Puisant dans sa longue expérience acquise dans le domaine des effets spéciaux, Robert Stromberg s’efforce de trouver le bon équilibre entre les trucages numériques et ceux réalisés en direct sur le plateau de tournage. Les cornes de Maléfique sont ainsi des prothèses conçues par l’immense maquilleur Rick Baker. Ce dernier semble s’être laissé partiellement inspirer par l’une des plus belles créations de son ancien protégé Rob Bottin, le diabolique Darkness de Legend.
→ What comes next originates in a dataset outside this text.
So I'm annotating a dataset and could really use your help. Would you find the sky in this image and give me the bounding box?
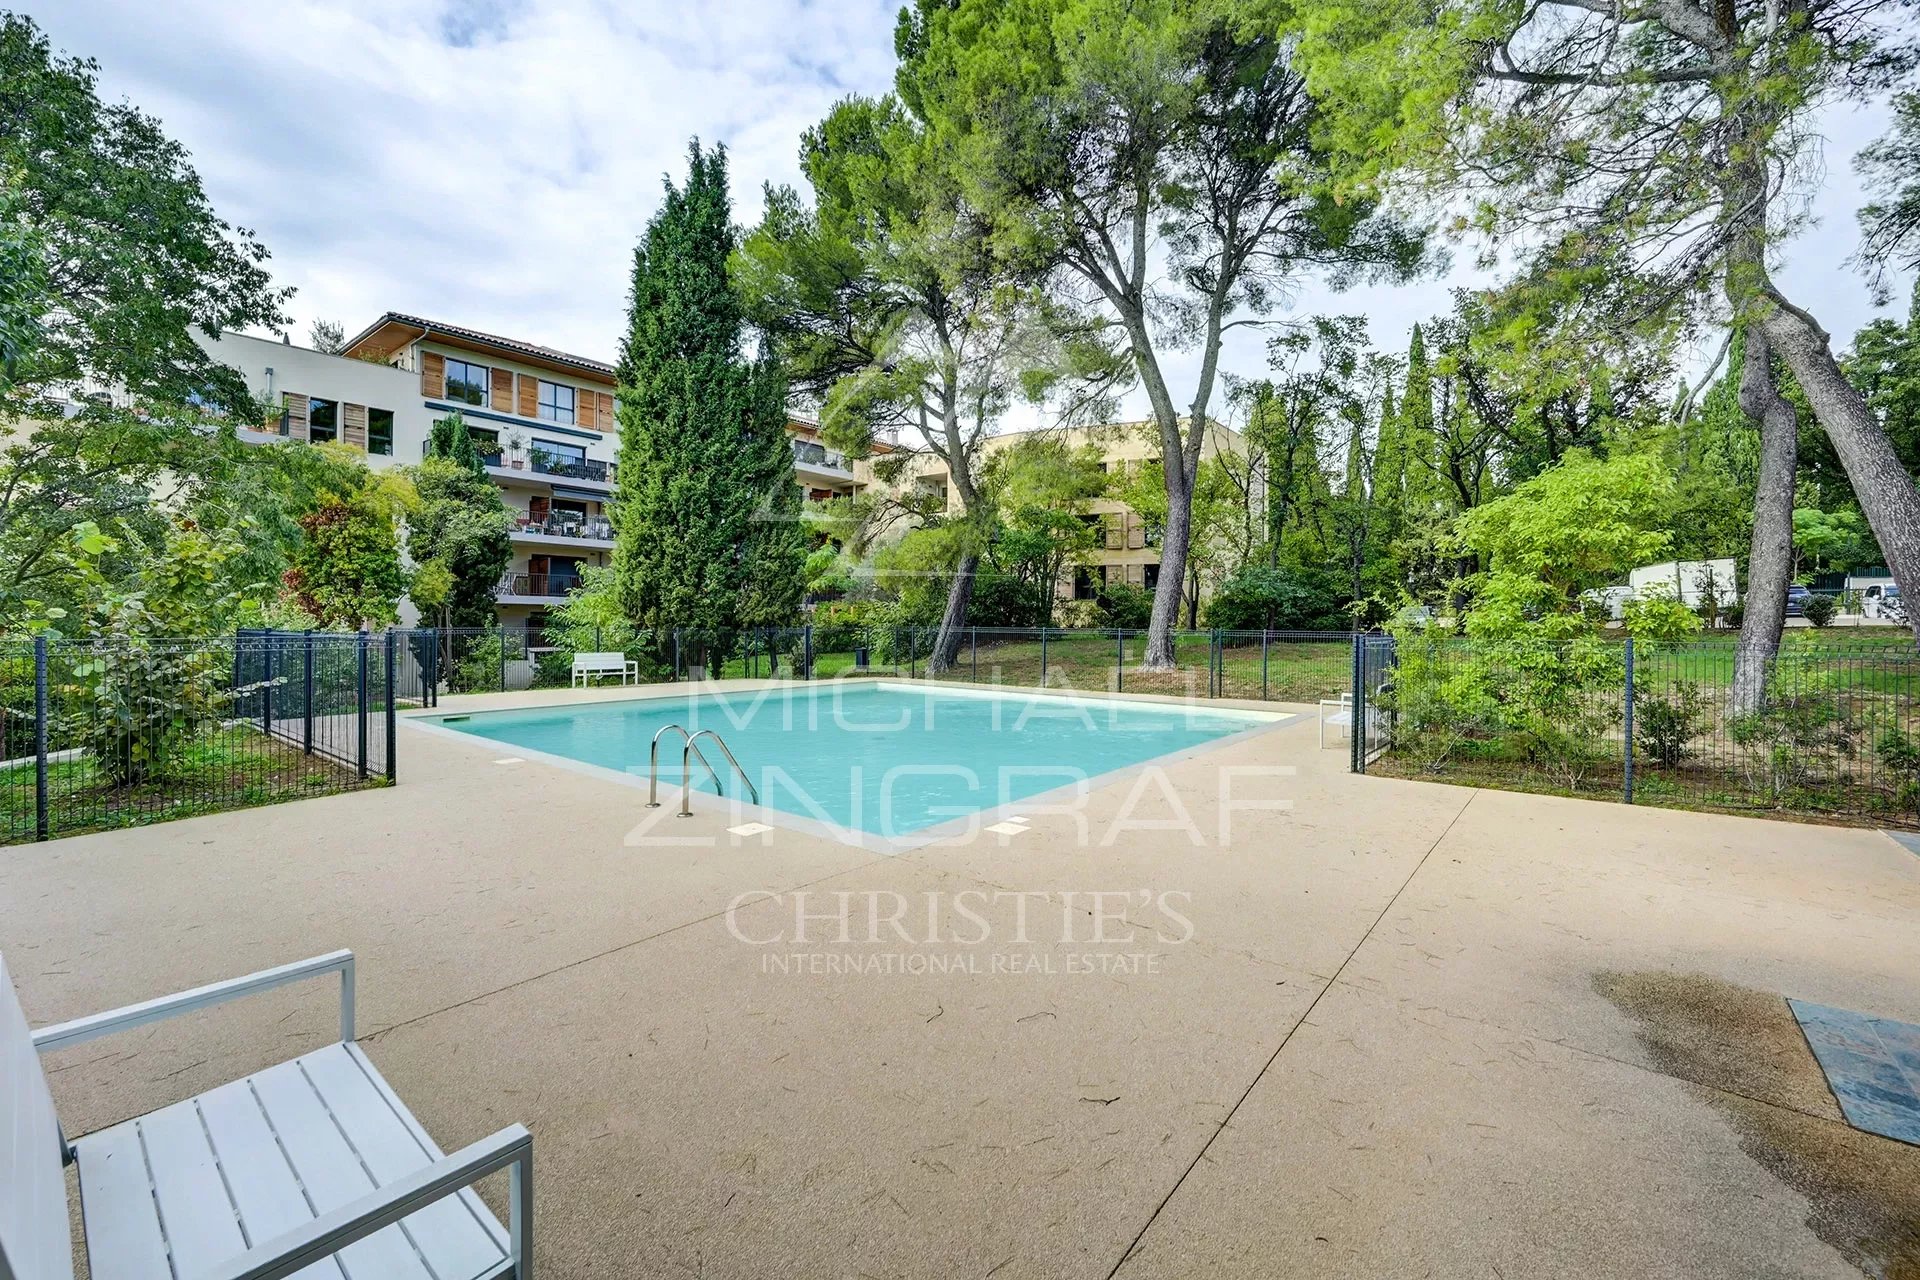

Ce sera le dernier travail hollywoodien de Baker, le maquilleur multi-oscarisé fermant boutique après Maléfique face à la mutation irréversible de son métier et le grignotement croissant des effets numériques sur son propre travail. De fait, les effets digitaux occupent une place importante dans le film, notamment pour donner corps aux monstres et aux merveilles. Si un dragon intervient bien dans le récit, il ne s’agit plus, comme dans l’inoubliable final du dessin animé de Wolfgang Reitherman, d’une métamorphose de la sorcière, mais d’une mutation de son fidèle compagnon Diaval (Sam Riley), qu’elle peut transformer à loisir en toutes sortes d’animaux. Ce superbe dragon noir, aux larges ailes déployées et au front cornu, surgit au cours d’un climax riche en rebondissement où le monstre tente de libérer Maléfique du filet métallique qui la retient prisonnière et finit lui-même enchaîné par les hommes du roi. Cette très belle séquence s’appuie sur une musique splendide de James Newton Howard, qui accompagne le film de Stromberg avec emphase et se laisse partiellement inspirer par « La Belle au bois dormant » de Tchaikovski. Colossal succès auprès du public – même si la critique américaine lui réserve un accueil mitigé – Maléfique entérinera la démarche disneyenne de transformation de tous les grands classiques animés en versions live et donnera naissance à une suite en 2019 : Maléfique, le pouvoir du mal.